Three hours ashore Cuverille Island gave us the chance to study another species of penguin breeding, the Gentoo. Much larger numbers exist further north, but the peninsula is home to about 20,000 pairs. Cuverville is home to roughly a quarter of these pairs. As with the Chinstraps yesterday, the birds were spread through a variety of small groups on the more prominent rocky outcrops (the first areas to become snow free in the spring). They were sitting or lying on nests made of pebbles, and were busily incubating eggs and protecting them from the unwanted attentions of the ever watchful skuas. One or two Weddell seals were also observed, and, for a lucky few, a female elephant seal swam by.
Our route back to the Molchanov was somewhat circuitous to take in some of the prettier icebergs. The range of colors and textures, and the endless variety of intricate and ornate designs were to be marveled. Our skilled drivers wound their way through these icy masterpieces, sculpted by the Antarctic wind, water, and sun.
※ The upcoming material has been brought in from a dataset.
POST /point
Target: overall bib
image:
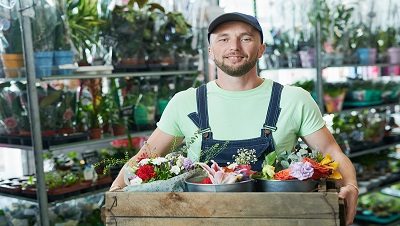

Proceeding around Lemaire Island and into Paradise Bay, we anchored during lunch just off the unoccupied Argentine Almirante Brown Station. The Zodiacs were launched and quickly boarded for a cruise to the Petzval Glacier at the head of the tranquil Skontorp Cove. We motored between sea ice and small icebergs, passing Blue-eyed Shags on their nests (some with chicks). Then in a sweep, passed along the huge mass of the fractured and splintered ice front of the glacier.
The cruise culminated in our disembarkation at Almirante Brown, a somewhat unimposing cluster of boarded up huts, but a special site for us nonetheless. It was our first opportunity to set foot on the actual continent of Antarctica itself; a primary objective of the trip for some. To celebrate, it was time for some fun! We quickly weaved our way through the base and found the well-beaten track up onto the snowy slopes made for us by previous visitors. Then came the down hill derby! Down out of the mist rocketed, tumbled, ploughed and spun a steady stream of noisy yellow jackets. The techniques, grace and style of the descents were rather varied, but all survived. And so back to the Zodiacs and Molchanov.
We had dinner on the back deck in the form of a barbecue. Everyone enjoyed the sun, Russian music, and the chance to interact in such a festive atmosphere with our hosts, the Russian staff and crew members. They invited everyone to join them in dancing to traditional Russian music.
For some, there was yet one more activity to do before grabbing a few hours of sleep. About half of our team went back ashore to spend the night camping. We had already set up the tents in a line along a ridge, ten small shells that we would call home. Leaving them on shore, it was a special moment when the ship upped anchor and sailed off sounding its horn. It may have only been going around the corner, but it still gave something an eerie and romantic impression of Antarctica's solitude.
What an incredible experience to spend the next 12 hours on shore in Antarctica to watch the sun drop below the horizon only to rise a few hours later, never getting dark. I didn't have too many hours of sleep due to a snoring tentmate, so I watched the penguins as they too tried to catch some sleep after their busy day of swimming, rock stealing, and nest guarding.